If one of our managers dumped his laptop in the pond/got it infected with the nasties our net loss here would be the laptop itself. The data's all going on a network drive that gets snapshotted on a fairly consistent basis to the point where I can walk back to minutes before the infection while simultaneously flattening the laptop. Net loss of work is at most what was done between infection and flatten process (And even then you probably won't lose much).

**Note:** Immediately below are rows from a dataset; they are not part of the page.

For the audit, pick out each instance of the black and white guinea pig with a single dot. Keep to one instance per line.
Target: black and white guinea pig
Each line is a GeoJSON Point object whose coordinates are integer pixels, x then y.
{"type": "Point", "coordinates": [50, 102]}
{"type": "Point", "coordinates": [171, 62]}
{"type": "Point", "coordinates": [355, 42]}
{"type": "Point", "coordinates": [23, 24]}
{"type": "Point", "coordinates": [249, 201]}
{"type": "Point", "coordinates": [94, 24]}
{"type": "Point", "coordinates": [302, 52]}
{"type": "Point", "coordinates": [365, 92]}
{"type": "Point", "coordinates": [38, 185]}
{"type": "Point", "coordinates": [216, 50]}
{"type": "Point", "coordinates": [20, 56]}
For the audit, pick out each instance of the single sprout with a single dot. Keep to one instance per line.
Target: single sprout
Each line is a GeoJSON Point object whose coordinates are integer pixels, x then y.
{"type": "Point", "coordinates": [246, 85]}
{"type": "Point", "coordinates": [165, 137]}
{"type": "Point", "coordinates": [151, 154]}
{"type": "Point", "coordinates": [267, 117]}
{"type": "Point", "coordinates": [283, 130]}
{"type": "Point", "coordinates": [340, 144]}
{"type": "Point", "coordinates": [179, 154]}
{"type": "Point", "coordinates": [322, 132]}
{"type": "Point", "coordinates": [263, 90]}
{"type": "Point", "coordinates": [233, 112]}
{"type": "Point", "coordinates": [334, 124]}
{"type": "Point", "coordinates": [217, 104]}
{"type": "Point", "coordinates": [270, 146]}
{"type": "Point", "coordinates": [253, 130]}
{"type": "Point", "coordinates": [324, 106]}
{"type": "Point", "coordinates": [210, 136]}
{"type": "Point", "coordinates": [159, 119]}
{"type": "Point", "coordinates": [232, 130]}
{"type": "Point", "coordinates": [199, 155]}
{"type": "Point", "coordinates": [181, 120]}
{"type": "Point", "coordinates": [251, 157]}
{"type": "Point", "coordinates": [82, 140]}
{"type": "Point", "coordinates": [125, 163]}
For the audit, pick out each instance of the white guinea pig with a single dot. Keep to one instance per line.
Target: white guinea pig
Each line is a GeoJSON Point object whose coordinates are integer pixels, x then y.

I generally flatten any virus laden PC, nine times out of ten it will take far more effort for me to dig down and see what's going on and I don't have the resources. But I also recognize that I created an environment that is suited to this methodology and solutions like this are expensive, or can be at any rate.

EDIT: I do have to say I'm entertained whenever someone has a horror story about Crypto*, because in my environment that poo poo was the biggest damp squib ever. Flatten PC, roll back shares from immutable snapshot, take nap.

Rhymenoserous
May 23, 2008

Notorious R.I.M. posted:

I still don't get why we're nitpicking over whether a bunch of heuristic-based tools will happen to detect a rootkit when we can fix the problem by formatting and reloading from a recent backup. If this is any harder than running X, Y, Z, A, B, C, C# D, E, and F virus scanning tools that you use, maybe you should work on unfucking your / your client's awful IT structure instead of hoping that the 95% fix works 100 times in a row.

Yeah running 300+ cleaners sounds like a time sucking pain in the dick.